The FASB’s proposal, expected in June 2013, on accounting for insurance contracts could fundamentally change earnings patterns for insurers and some banks.
The FASB and IASB expect to issue exposure drafts on accounting for insurance contracts by the end of June 2013 with a 120-day comment period. The boards have developed a comprehensive proposal that would address recognition, measurement, presentation, and disclosure. "Insurance contracts" would be broadly defined, and the guidance would apply to contracts as opposed to a class of entities, unlike current U.S. GAAP, resulting in implications for entities that are not insurers, such as banks.
Given the potential implications of the changes being considered, entities should be engaged in assessing the impact to their products, systems, and investor reporting and consider commenting on the proposal.

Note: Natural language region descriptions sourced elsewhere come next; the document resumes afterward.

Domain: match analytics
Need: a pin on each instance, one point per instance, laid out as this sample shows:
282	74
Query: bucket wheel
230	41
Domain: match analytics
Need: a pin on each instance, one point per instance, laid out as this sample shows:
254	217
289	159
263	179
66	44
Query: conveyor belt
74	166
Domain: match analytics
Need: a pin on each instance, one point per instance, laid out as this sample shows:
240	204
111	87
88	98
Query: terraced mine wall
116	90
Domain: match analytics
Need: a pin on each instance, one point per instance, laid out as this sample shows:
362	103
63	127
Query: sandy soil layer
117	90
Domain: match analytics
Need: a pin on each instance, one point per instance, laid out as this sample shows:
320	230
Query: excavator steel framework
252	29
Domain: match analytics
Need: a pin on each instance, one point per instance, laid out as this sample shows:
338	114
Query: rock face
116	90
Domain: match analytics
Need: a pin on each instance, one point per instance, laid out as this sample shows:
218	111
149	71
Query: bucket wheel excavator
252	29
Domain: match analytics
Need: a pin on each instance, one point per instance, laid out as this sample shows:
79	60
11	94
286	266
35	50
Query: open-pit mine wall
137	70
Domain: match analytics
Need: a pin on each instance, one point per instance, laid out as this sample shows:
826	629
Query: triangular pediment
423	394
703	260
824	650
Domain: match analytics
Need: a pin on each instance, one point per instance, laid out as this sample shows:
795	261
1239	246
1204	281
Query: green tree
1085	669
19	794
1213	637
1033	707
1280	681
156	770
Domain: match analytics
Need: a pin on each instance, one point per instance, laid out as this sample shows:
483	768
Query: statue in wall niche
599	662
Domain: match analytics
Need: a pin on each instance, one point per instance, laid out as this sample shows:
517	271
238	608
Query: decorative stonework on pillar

Key aspects of the proposal will include the requirement to use a “current value” discounted cash flow measurement for the insurance contract liability. Any excess of expected premiums over expected claims and expenses would be deferred as “margin" and amortized into income over future periods. Expected losses would be recognized immediately. A modified approach would apply for short duration contracts (e.g., property/casualty contracts) meeting specified criteria, similar to today’s unearned premium approach.
Dataline 2013-19 supersedes Dataline 2013-11 to reflect the tentative decisions expressed in the FASB and IASB EDs issued on June 27 and June 20, respectively.